Significance
The quality of air-outdoor or indoor- takes a toll on human health with time. Recent studies have revealed that most people spend about 90% of their time indoors and 75% of their time indoors at home. Indoor air pollution can lead to significant health issues and some groups, including children, pregnant women, and limited resource households are at higher risk for experiencing negative health impacts from indoor air pollutant exposure. Indoor air polluting elements have been seen to emanate from materials used in constructing the structure, construction techniques employed, activities within the indoor space and connection of the indoor space to the external environment.
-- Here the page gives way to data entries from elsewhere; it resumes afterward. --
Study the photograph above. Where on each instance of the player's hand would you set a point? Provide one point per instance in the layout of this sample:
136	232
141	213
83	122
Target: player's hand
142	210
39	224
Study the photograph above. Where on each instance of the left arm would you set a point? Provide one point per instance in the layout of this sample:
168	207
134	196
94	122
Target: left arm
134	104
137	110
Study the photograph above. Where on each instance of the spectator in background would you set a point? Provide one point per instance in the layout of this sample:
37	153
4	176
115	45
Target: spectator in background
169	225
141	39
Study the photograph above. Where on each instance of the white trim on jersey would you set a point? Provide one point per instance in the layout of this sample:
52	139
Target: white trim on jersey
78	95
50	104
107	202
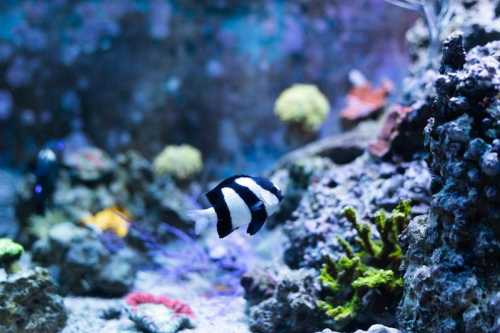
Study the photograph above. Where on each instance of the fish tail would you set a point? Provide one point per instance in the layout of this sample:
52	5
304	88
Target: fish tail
202	218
Babies crawl on the floor and young children walk, run, and play on the floor; thus, the breathing zone of children is much lower (up to 1 m from the floor). Adults and children literally breathe different air. Despite the increasing awareness concerning the deterioration of the child breathing zone due to poor indoor air quality in the scientific community, there is very limited research with a focus on the child breathing zone. Furthermore, no current indoor air quality management system has been designed to specifically focus on improving the indoor air quality in the child breathing zone.
To this note, Eeshan Tripathii a student at The Dalton School and his mentor professor Joseph Laquatra from the Department of Design and Environmental Analysis at Cornell University demonstrated that the child breathing zone (CBZ) needs special attention. Their research shows that the simplifying assumption of uniform distribution of air pollutant leads to underestimation of risk exposure to children and because of the simplifying assumption, current building and ventilation system designs are inadequate in addressing the exposure risk and protecting infants and young children. Their empirical analysis shows that stratification (air pollutant concentration varies with height) and resuspension (stirring of dust and pollutants due to activity) necessitates rethinking the remediation strategies.
The goal of their research was to examine a method for providing better indoor air quality in the child breathing zone to reduce short- and long-term health risks for children and other occupants. Their work is currently published in the research journal, Journal of Architectural Engineering. The research method employed commenced with the selection of a residential room facing vehicular traffic. The windows to this room were kept open for 24 hours so as to seed the room with particulate matter. Next, Mr. Tripathii brought in a mechanical robot accompanied by an adult to simulate the movement of a child for a 10-minutes period. He then proceeded to collect the indoor air quality data in the child breathing zone and adult breathing zone over different floor surfaces.
The authors observed that children faced higher risk as the air pollutant concentration in the child breathing zone became substantially higher, and these higher concentrations persisted for a longer period of time. Moreover, the risk was seen to be amplified by the jumping, crawling and movement of the child since such movement created a higher particulate matter concentration due to resuspension.
The Eeshan Tripathii- Joseph Laquatra study demonstrated the applicability of cost effective tools to monitor and measure air-quality parameters and to use the monitoring mechanism to create a solution that automatically improves IAQ by either automatically removing the suspended fine particles or by encouraging proactive remedial action. Altogether, their work builds on the insight that conveying information along with practical measures can minimize risks of exposure to indoor air pollutants.
Reference
Eeshan Tripathii and Joseph Laquatra. Managing Indoor Air Quality in the Child Breathing Zone: Risk Analysis and Mitigation. Journal of Architectural Engineering, 2018, volume 24(1): 04018002.